The student might not know how the muon was discovered. Or they might know, but fail to make the connection to this homework. This failure is then taken as evidence that the student has failed to understand the matter at hand.

Then again, it is possible it was mentioned in the original text and chef99 just failed to include it when copying it.
 
  • #8
perot said:
Calling question (d)

a poor one amounts to praising it. It talks about "this evidence", but completely fails to mention what evidence it is talking about.

The student might not know how the muon was discovered. Or they might know, but fail to make the connection to this homework. This failure is then taken as evidence that the student has failed to understand the matter at hand.

Then again, it is possible it was mentioned in the original text and chef99 just failed to include it when copying it.
I have now tripled checked the original text and it does not specify.
 

1. What is the concept of "relativistic distance/time problem"?

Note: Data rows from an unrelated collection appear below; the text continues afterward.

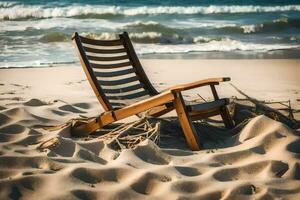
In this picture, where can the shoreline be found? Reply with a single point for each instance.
(257, 159)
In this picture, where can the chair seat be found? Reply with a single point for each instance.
(207, 106)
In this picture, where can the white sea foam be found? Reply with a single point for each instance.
(25, 11)
(7, 4)
(224, 45)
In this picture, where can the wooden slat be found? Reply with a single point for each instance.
(186, 123)
(207, 106)
(115, 73)
(136, 63)
(124, 89)
(118, 82)
(143, 105)
(85, 40)
(109, 66)
(104, 51)
(90, 74)
(129, 96)
(110, 58)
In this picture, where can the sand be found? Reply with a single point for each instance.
(260, 161)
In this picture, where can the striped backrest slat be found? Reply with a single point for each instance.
(115, 77)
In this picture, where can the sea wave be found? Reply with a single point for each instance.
(7, 4)
(20, 11)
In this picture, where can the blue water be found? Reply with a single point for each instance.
(37, 33)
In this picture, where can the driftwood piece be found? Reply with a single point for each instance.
(262, 108)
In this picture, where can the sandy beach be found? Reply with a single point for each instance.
(259, 161)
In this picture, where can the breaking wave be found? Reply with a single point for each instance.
(13, 11)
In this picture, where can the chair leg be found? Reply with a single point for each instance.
(186, 123)
(227, 119)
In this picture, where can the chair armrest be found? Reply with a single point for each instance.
(200, 83)
(144, 105)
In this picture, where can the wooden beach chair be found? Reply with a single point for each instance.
(123, 89)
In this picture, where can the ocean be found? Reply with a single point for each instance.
(38, 33)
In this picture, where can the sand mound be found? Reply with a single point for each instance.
(261, 161)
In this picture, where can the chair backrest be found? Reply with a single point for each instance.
(113, 70)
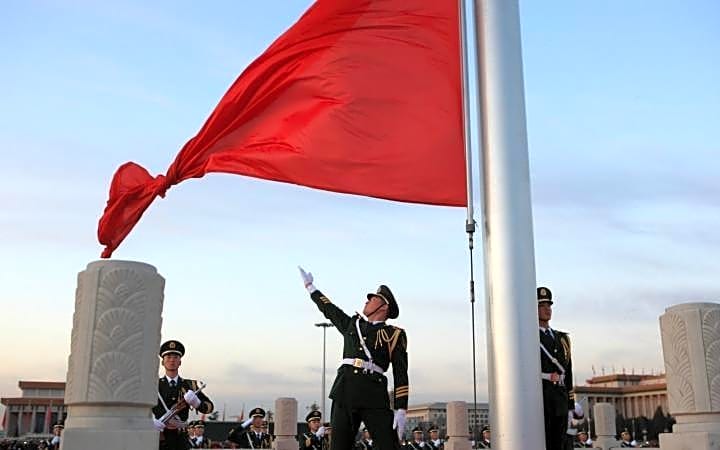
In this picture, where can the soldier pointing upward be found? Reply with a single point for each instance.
(360, 392)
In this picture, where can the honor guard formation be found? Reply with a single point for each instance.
(360, 399)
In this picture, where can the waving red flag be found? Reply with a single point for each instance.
(361, 97)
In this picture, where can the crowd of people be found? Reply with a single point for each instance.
(360, 391)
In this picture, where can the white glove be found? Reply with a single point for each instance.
(399, 422)
(192, 399)
(308, 280)
(579, 413)
(159, 426)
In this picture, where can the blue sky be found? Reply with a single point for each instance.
(622, 102)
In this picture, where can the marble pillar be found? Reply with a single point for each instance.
(691, 350)
(113, 363)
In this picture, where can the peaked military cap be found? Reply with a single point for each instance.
(385, 293)
(544, 295)
(313, 415)
(171, 347)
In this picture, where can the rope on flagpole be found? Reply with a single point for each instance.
(470, 223)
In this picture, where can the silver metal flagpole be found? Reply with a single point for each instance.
(470, 221)
(513, 355)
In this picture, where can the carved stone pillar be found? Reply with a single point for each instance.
(457, 426)
(604, 414)
(691, 349)
(285, 424)
(113, 363)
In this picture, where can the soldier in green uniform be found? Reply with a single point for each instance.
(556, 368)
(418, 441)
(198, 439)
(365, 442)
(360, 392)
(434, 441)
(484, 438)
(250, 433)
(312, 439)
(171, 389)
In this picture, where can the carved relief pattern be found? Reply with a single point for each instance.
(677, 364)
(71, 389)
(711, 338)
(118, 338)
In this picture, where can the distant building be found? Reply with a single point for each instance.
(632, 395)
(427, 414)
(40, 405)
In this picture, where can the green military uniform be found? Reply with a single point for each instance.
(558, 396)
(436, 443)
(418, 443)
(310, 440)
(363, 443)
(171, 391)
(198, 441)
(248, 437)
(360, 391)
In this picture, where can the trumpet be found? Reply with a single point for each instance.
(179, 406)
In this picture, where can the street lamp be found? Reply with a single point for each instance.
(325, 326)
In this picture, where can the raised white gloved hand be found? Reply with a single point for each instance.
(579, 413)
(192, 399)
(159, 426)
(399, 422)
(308, 280)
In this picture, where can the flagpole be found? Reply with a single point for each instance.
(470, 223)
(513, 356)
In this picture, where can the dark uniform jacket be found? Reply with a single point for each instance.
(248, 438)
(432, 445)
(204, 444)
(558, 398)
(171, 396)
(362, 444)
(412, 445)
(387, 344)
(310, 441)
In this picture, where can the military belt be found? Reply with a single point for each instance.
(364, 365)
(548, 376)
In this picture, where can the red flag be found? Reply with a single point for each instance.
(359, 96)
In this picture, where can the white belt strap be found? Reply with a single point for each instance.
(548, 376)
(362, 341)
(362, 364)
(553, 359)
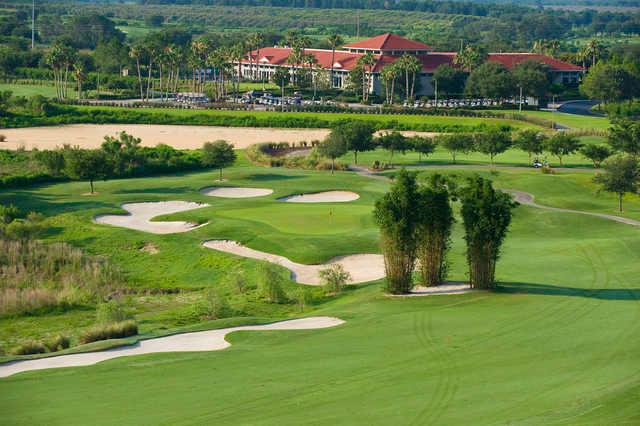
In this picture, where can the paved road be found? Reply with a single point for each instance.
(580, 108)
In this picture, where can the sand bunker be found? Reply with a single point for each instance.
(211, 340)
(322, 197)
(361, 267)
(140, 215)
(180, 137)
(235, 192)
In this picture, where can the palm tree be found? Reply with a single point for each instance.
(334, 41)
(79, 74)
(367, 61)
(136, 52)
(389, 75)
(411, 66)
(469, 58)
(593, 49)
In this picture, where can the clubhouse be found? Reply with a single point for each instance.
(388, 48)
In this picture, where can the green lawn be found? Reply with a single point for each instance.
(33, 89)
(556, 344)
(513, 157)
(572, 121)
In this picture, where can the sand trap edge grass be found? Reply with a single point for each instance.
(235, 192)
(321, 197)
(199, 341)
(362, 267)
(139, 215)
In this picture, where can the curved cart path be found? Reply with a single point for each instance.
(528, 200)
(361, 267)
(520, 196)
(210, 340)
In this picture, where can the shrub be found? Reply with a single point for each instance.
(112, 311)
(270, 284)
(29, 348)
(57, 343)
(212, 306)
(334, 278)
(109, 331)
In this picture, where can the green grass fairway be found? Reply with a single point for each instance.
(441, 157)
(555, 344)
(572, 121)
(32, 89)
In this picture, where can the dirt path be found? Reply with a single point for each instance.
(177, 136)
(361, 267)
(211, 340)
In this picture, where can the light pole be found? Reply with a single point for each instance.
(33, 24)
(520, 106)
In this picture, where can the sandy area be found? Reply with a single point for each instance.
(361, 267)
(140, 215)
(322, 197)
(211, 340)
(447, 288)
(235, 192)
(181, 137)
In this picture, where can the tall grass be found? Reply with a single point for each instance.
(36, 277)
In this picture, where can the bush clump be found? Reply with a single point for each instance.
(116, 330)
(57, 343)
(29, 348)
(270, 285)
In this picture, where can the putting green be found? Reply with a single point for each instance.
(555, 344)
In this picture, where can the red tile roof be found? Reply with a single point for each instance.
(278, 56)
(388, 41)
(430, 61)
(510, 60)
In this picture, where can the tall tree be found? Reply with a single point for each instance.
(530, 141)
(334, 41)
(435, 221)
(470, 58)
(621, 176)
(334, 146)
(389, 74)
(624, 136)
(456, 143)
(396, 213)
(492, 142)
(218, 154)
(562, 144)
(357, 136)
(449, 80)
(486, 214)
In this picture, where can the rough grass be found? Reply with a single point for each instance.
(555, 344)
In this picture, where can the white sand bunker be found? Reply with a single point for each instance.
(235, 192)
(211, 340)
(361, 267)
(446, 288)
(140, 215)
(322, 197)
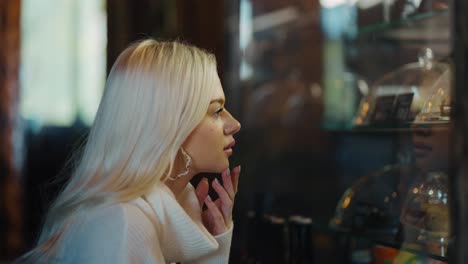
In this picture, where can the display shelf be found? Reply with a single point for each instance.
(388, 241)
(416, 27)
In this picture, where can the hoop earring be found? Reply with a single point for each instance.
(188, 162)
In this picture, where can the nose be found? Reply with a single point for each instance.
(232, 125)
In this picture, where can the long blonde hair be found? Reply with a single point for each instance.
(155, 96)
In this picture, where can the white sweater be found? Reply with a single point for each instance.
(155, 228)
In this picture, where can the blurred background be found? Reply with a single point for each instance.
(331, 94)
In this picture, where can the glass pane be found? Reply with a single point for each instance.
(63, 56)
(346, 112)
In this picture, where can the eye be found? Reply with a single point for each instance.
(219, 111)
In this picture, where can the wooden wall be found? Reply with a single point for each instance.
(11, 240)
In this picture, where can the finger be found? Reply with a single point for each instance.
(202, 191)
(222, 193)
(227, 183)
(217, 218)
(235, 178)
(224, 203)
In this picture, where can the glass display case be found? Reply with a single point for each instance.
(347, 109)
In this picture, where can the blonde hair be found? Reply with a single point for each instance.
(155, 96)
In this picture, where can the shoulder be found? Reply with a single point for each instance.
(122, 228)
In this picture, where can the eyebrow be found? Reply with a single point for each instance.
(219, 100)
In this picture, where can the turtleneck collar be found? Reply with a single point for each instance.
(182, 234)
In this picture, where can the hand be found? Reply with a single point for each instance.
(217, 218)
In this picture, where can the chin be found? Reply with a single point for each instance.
(216, 168)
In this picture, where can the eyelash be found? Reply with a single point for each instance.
(219, 111)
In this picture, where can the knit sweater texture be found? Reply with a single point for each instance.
(155, 228)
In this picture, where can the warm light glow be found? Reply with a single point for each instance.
(346, 202)
(332, 3)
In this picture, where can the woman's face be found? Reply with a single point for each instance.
(210, 144)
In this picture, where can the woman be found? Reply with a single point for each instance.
(160, 122)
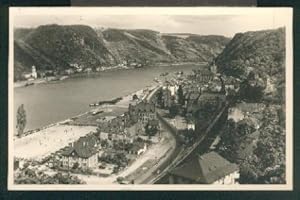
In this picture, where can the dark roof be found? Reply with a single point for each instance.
(153, 122)
(207, 168)
(84, 147)
(211, 95)
(248, 145)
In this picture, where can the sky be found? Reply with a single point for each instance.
(212, 23)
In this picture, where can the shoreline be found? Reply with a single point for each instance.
(20, 84)
(121, 103)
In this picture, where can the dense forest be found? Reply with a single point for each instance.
(56, 47)
(256, 143)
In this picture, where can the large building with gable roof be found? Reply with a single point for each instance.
(210, 168)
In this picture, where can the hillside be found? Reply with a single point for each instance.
(56, 47)
(263, 54)
(256, 141)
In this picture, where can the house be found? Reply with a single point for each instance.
(88, 70)
(31, 76)
(84, 152)
(213, 98)
(69, 71)
(210, 168)
(138, 148)
(203, 75)
(142, 111)
(33, 72)
(166, 98)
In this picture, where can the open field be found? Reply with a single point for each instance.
(49, 140)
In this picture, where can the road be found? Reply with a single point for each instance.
(164, 163)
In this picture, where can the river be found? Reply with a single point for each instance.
(54, 102)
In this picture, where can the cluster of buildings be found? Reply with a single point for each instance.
(86, 150)
(209, 168)
(32, 75)
(204, 88)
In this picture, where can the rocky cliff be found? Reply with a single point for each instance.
(257, 58)
(56, 47)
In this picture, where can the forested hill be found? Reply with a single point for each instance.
(260, 52)
(55, 47)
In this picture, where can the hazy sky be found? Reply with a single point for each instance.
(224, 24)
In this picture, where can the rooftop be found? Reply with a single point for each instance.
(84, 147)
(206, 168)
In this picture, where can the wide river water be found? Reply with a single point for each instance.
(54, 102)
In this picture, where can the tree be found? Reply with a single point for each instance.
(151, 130)
(21, 120)
(173, 110)
(135, 97)
(180, 95)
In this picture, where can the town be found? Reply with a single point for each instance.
(179, 107)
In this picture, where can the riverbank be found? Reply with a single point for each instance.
(50, 138)
(57, 79)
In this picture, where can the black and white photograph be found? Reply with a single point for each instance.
(145, 98)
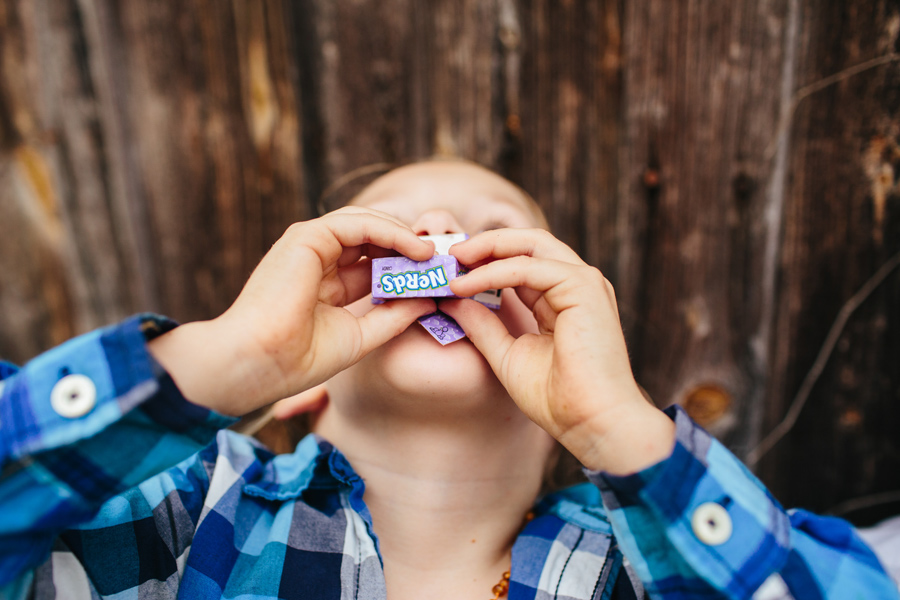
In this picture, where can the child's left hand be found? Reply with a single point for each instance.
(573, 378)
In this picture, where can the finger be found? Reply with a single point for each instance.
(351, 255)
(356, 280)
(506, 243)
(359, 229)
(552, 278)
(483, 328)
(528, 297)
(387, 321)
(313, 399)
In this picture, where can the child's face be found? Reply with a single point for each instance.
(437, 198)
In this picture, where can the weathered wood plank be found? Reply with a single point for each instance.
(842, 221)
(700, 105)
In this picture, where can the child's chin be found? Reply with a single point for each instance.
(414, 361)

The relativistic distance/time problem refers to the discrepancies that arise when measuring distance and time in situations involving objects moving at speeds close to the speed of light. This phenomenon is a result of the principles of special relativity, which state that time and distance are relative and can appear different to different observers depending on their relative motion.

2. How does the concept of time dilation contribute to the relativistic distance/time problem?

Time dilation, a consequence of special relativity, refers to the slowing down of time for an observer moving at high speeds relative to another observer. This means that time will appear to pass slower for an object in motion compared to an object at rest, leading to discrepancies in measurements of time and distance between the two objects.

3. Can you provide an example of how the relativistic distance/time problem manifests in real life?

One example is the famous "twin paradox," where one twin travels in a spaceship at high speeds while the other twin stays on Earth. When the travelling twin returns, they will have aged less than their twin on Earth due to time dilation, leading to a discrepancy in their ages despite being born at the same time.

4. How is the relativistic distance/time problem solved in practical applications?

In practical applications, the relativistic distance/time problem is solved by using the principles of special relativity to make corrections to measurements. For example, in GPS systems, time dilation must be taken into account to ensure accurate measurements of distance and time for navigation.

5. Are there any limitations to the principles of special relativity in solving the relativistic distance/time problem?

While the principles of special relativity are incredibly accurate and have been extensively tested, they do have limitations. These principles only apply to objects moving at constant speeds in a straight line and do not take into account acceleration or gravitational effects, which can also affect measurements of distance and time.